## Motivation

The below notebook is intended to be educational for those looking to learn the basics of SQL. It involves using SQL to perform data analysis on using a database containing information about the Indian Premier League (IPL).   
  
In the process, we will review how to interpret database schemas, explore the data using functions, operators and subqueries, utilize joins, and perform basic analytics.

If you want more SQL walkthroughs, check out another walkthrough using sports data here:
https://www.kaggle.com/michaelschmidek/sql-data-analysis-nba

## Process
**Our analysis will adhere to the following 3 steps:**     

1. Gain a high level understanding of the data at hand by:  
a. Reviewing how to interpret database schemas.  
b. Interpreting the database schema of the IPL dataset we will use for this analysis.   

2. Using SQL Functions and operators to look at the tables within our database. 

3. Perform simple analytics on our data

In [1]:
#Import packages

import numpy as np 
import pandas as pd 
import sqlite3
import matplotlib.pyplot as plt
import seaborn as sns
import plotly.express as px

import os
for dirname, _, filenames in os.walk('/kaggle/input'):
    for filename in filenames:
        print(os.path.join(dirname, filename))
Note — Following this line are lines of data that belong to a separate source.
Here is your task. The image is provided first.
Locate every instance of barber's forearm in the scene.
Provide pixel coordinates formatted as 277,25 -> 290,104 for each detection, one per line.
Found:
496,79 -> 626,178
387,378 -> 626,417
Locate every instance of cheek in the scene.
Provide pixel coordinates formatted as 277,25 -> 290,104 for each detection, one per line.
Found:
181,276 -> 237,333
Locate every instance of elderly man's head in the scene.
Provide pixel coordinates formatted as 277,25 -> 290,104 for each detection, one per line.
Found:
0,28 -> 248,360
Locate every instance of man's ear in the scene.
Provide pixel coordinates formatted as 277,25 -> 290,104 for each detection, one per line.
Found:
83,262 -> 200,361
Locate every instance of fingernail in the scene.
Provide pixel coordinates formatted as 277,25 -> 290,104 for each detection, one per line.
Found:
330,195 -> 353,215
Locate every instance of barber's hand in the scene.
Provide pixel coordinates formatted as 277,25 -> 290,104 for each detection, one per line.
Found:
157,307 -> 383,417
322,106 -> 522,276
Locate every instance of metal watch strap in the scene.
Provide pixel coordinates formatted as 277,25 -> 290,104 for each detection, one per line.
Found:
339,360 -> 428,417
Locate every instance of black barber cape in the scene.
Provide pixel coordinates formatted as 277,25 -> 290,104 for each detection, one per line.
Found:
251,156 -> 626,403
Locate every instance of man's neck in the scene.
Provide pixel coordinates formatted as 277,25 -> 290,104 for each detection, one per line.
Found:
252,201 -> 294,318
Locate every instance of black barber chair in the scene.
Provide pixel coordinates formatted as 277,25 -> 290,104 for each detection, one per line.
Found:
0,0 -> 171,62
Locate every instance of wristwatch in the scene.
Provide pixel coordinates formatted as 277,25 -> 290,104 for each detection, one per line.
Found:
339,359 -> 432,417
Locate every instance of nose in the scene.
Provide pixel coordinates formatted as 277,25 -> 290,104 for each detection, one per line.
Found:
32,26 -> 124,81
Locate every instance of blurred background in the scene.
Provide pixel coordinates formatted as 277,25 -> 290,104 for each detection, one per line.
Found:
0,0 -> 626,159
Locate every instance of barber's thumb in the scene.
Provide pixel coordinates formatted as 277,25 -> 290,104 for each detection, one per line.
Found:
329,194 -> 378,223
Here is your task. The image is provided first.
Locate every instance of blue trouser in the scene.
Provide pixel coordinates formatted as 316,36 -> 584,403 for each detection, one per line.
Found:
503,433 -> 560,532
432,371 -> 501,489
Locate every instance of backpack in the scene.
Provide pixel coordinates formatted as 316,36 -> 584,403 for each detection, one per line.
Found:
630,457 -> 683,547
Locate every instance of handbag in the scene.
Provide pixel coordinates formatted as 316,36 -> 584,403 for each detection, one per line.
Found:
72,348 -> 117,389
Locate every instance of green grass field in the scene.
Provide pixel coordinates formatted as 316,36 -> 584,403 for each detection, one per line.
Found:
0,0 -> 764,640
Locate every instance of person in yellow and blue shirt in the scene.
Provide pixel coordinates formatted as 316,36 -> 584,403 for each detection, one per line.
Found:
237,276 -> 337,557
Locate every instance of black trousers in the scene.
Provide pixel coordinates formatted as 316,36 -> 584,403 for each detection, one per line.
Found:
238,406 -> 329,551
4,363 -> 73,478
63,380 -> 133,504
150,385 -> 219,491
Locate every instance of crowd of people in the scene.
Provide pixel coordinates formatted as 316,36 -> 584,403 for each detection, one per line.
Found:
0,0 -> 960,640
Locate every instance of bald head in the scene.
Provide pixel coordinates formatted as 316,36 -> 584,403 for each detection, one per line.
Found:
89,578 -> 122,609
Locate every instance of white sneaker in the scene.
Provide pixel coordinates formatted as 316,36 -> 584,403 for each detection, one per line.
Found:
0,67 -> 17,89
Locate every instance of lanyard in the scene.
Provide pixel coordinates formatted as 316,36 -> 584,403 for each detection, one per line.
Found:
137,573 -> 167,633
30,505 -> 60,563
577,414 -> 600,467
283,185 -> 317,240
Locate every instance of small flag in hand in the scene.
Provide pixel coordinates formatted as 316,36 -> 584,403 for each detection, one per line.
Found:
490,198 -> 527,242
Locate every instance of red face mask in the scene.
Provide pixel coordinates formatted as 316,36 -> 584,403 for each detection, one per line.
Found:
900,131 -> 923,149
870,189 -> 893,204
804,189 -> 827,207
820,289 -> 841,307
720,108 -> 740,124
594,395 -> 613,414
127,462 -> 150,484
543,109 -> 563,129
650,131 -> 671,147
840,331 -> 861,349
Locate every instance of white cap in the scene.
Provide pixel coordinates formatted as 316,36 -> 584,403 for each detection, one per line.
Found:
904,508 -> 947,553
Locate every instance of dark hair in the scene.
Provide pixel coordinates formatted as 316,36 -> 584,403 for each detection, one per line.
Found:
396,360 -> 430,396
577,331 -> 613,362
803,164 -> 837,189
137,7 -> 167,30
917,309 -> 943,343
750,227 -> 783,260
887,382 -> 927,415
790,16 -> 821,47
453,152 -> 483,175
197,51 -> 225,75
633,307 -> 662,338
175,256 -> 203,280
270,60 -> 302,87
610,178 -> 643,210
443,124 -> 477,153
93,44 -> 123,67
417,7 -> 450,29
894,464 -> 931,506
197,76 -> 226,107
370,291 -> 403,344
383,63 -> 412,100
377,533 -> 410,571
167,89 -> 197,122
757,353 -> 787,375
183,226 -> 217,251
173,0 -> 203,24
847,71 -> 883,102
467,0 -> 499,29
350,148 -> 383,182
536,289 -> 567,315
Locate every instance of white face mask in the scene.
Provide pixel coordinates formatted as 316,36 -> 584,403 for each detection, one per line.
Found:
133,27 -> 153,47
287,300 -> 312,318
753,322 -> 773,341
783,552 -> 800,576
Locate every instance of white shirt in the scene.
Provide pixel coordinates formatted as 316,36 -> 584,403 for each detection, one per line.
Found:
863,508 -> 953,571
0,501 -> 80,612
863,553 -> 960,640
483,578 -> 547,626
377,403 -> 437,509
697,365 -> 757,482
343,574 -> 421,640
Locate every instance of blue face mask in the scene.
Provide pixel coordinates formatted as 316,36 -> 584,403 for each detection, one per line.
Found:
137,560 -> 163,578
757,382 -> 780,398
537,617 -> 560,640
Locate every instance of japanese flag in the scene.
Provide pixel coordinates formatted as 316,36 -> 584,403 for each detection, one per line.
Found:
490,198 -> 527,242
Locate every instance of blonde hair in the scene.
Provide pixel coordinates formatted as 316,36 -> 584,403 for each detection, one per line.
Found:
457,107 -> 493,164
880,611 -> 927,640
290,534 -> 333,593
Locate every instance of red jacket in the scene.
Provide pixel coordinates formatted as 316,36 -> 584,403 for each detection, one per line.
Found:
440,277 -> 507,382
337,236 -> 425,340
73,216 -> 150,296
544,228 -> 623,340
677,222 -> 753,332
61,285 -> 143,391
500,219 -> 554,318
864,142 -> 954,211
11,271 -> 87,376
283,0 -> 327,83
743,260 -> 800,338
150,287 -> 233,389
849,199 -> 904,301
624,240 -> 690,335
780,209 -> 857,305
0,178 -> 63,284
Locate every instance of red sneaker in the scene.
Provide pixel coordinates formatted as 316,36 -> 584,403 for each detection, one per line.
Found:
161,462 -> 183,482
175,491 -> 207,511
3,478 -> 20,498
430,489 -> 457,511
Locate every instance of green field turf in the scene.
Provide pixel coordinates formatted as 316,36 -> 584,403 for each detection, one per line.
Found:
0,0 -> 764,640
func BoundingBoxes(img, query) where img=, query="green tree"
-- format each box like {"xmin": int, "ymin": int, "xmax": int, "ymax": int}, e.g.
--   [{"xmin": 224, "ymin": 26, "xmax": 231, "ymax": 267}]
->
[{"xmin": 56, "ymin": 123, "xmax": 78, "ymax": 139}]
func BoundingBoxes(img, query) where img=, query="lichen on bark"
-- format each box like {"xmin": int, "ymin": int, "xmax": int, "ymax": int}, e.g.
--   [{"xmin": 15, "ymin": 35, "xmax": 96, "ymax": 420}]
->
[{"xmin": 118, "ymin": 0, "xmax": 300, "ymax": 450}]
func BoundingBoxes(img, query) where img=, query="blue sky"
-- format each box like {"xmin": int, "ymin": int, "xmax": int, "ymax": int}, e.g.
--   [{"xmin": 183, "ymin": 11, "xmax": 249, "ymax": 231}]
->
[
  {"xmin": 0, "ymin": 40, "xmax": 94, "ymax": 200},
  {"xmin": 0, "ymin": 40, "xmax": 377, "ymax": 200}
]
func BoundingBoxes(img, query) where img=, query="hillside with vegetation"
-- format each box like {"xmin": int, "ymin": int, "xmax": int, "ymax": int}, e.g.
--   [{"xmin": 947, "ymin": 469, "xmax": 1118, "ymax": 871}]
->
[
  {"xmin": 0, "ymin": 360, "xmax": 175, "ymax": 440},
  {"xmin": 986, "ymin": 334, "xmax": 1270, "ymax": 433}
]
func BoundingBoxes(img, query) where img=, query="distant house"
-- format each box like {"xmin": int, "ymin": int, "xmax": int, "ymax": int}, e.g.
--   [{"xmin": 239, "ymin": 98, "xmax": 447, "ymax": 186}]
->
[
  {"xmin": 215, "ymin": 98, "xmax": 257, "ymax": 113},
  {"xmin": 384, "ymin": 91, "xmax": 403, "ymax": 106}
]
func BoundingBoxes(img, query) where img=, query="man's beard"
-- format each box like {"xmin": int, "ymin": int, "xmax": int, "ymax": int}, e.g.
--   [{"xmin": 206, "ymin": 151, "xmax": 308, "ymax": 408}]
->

path = "../input/ipldatabase/" #Everything preceding the file name
database = path + 'database.sqlite' #The path + the file name

/kaggle/input/ipldatabase/database.sqlite


## Overview of Data - Database Schema
Connect to the database and get a list of the tables within it.

In [2]:
# sqlite3.connect() Creates a connection object
# database is the variable we established above
conn = sqlite3.connect(database)

#pd.read_sql() is a retrieve function that retrieves what we put in the parenthesis

#After SELECT, put what you want to see. In this case we put *, which means see everything

#After FROM choose a source
    # sqlite_master is an internal table that is present in all SQLite databases. The content of this table describes the database's schema.
    
#After WHERE specify a condiction
    # condition here is where type = table
    
#End with a ";" and close the quotation marks

# conn is our connection object

tables = pd.read_sql("""SELECT *
                        FROM sqlite_master
                        WHERE type='table';""", conn)
print(tables.tbl_name.to_list())

['Player', 'Extra_Runs', 'Batsman_Scored', 'Batting_Style', 'Bowling_Style', 'Country', 'Season', 'City', 'Outcome', 'Win_By', 'Wicket_Taken', 'Venue', 'Extra_Type', 'Out_Type', 'Toss_Decision', 'Umpire', 'Team', 'Ball_by_Ball', 'sysdiagrams', 'sqlite_sequence', 'Match', 'Rolee', 'Player_Match']


### Analyze our Database Schema  

![Database_Schema.png](attachment:d643e694-272f-4c3b-95ec-05dd7e7e786b.png)

### What is a Database Schema?
A database schema represents the storage of data in a database.   
It describes the organization of the data and the relationships between tables in a given database.  
Developers plan a database schema in advance so they know what components are necessary and how they connect to one another.  
**Further reading:** https://www.educative.io/blog/what-are-database-schemas-examples

### How do we interpret a Database Schema?

**In order to interpret a database schema, it is necessary to understand the following concepts:**

1. Primary keys  
2. Foreign keys  

**Definition of Primary keys**  
The primary key uniquely identifies each record in a table. Primary keys contain a unique value.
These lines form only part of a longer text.